Eric d'Andigné est directeur général adjoint d'Elcimaï Financial Software (ex. Valérian), éditeur spécialisé dans le traitement à forte valeur ajoutée des flux, (banques-entreprises ou santé). Il rappelle ici les attaques de cybercriminels qui ciblent les établissments bancaires. Puis indique des pistes pou assurer une meilleure sécurité
Selon la dernière étude du Cabinet EY, ex-Ernst & Young, sondant quelque 300 banquiers européens, les priorités des banquiers français ont significativement changé. En effet, Bâle III et ses obligations de mise en conformité étaient au centre de ces priorités, alors que dorénavant la cybersécurité, citée comme importante ou très importante par 60 % des sondés, tout comme l’innovation technologique (57 %) qui s’y rapporte, semblent occuper toutes leurs pensées pour les prochains mois.
Comment ne pas mettre ces résultats en écho des derniers faits divers : fraude « au président » au sein d’un cabinet de conseil de renom, piratage massif d’une banque européenne qui voit 200 de ses comptes clients vidés par des cybercriminels, démantèlement par la justice américaine d’un réseau de hackers à la carte bleue, etc. Chaque année, près d'une entreprise sur deux (selon PwC) est victime de fraude dont 28 % sont liés à la cybercriminalité. 3 % des ménages selon l’Office National de Délinquance et des Réponses Pénales (ONDRP) se disent victimes de fraude à la carte bleue ce type de fraude.
En France, le montant total de la fraude à lacarte bancaire s’élevait, en 2012, à 450 millions d’euros. Rien d’étonnant donc à ce que la lutte contre la cybercriminalité soit devenue la priorité des banquiers.
La mutation digitale de la Banque
Le monde bancaire n’échappe pas au vaste mouvement de transformation numérique, à la digitalisation et à la simplification des échanges et des transactions bancaires.
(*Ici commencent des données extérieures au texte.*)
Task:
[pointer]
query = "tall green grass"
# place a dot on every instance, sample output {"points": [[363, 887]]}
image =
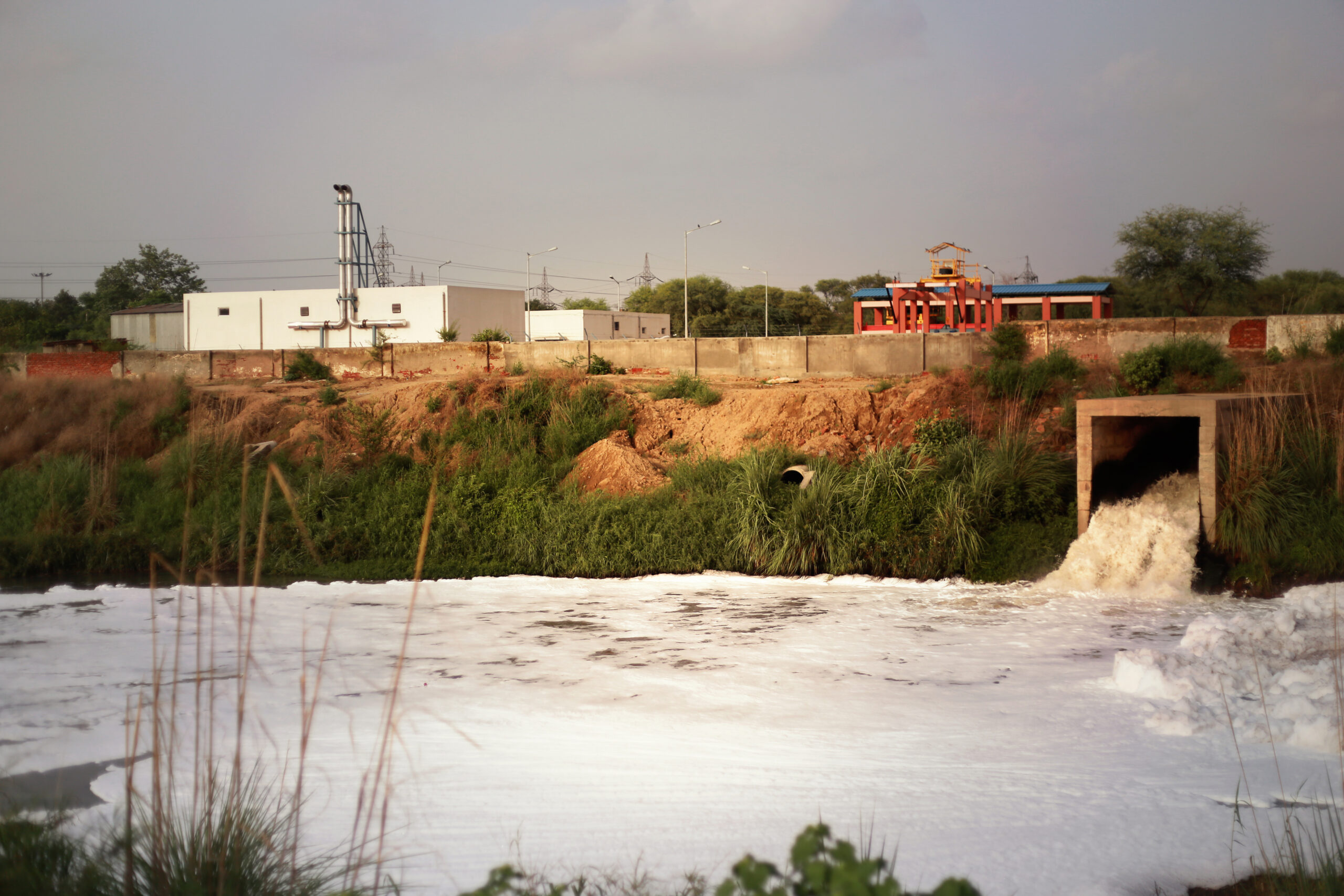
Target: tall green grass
{"points": [[1156, 367], [506, 507]]}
Irrémédiablement poussés par les nouveaux usages et les attentes de leurs clients, les établissements bancaires, pour les plus avancés, proposent d’effectuer certaines actions facilement depuis leur portail internet : opérations transactionnelles, signatures d'ordres, commandes de chéquiers, gestion des ordres boursiers… Les avantages de cette nouvelle banque digitale sont nombreux : gain de temps, accessibilité 24h/24h, prise en compte des nouveaux usages, de la mobilité… Mais qu’en est-il de la sécurité associée à ces transactions ? Celles-ci sont-elles toujours aussi bien protégées que lorsqu’elles sont réalisées au guichet ? Sommes-nous réellement conscients des risques encourus ?
L’imagination des cybercriminels et des fraudeurs est sans limite
Un certain nombre de leurs cyberattaques sont connues. Parmi elles, le phishing (et sa déclinaison sur SMS, le SMiShing), qui consiste à envoyer des mails trompeurs qui ressemblent trait pour trait à ceux de fournisseurs ou à des prestataires de services biens connus : banque, EDF, opérateur téléphonique… Ces courriels renvoient souvent à des pages où sont repris les logos et les identifiants de ces entreprises. Les victimes remplissent alors sans méfiance des questionnaires leur demandant de fournir des coordonnées bancaires.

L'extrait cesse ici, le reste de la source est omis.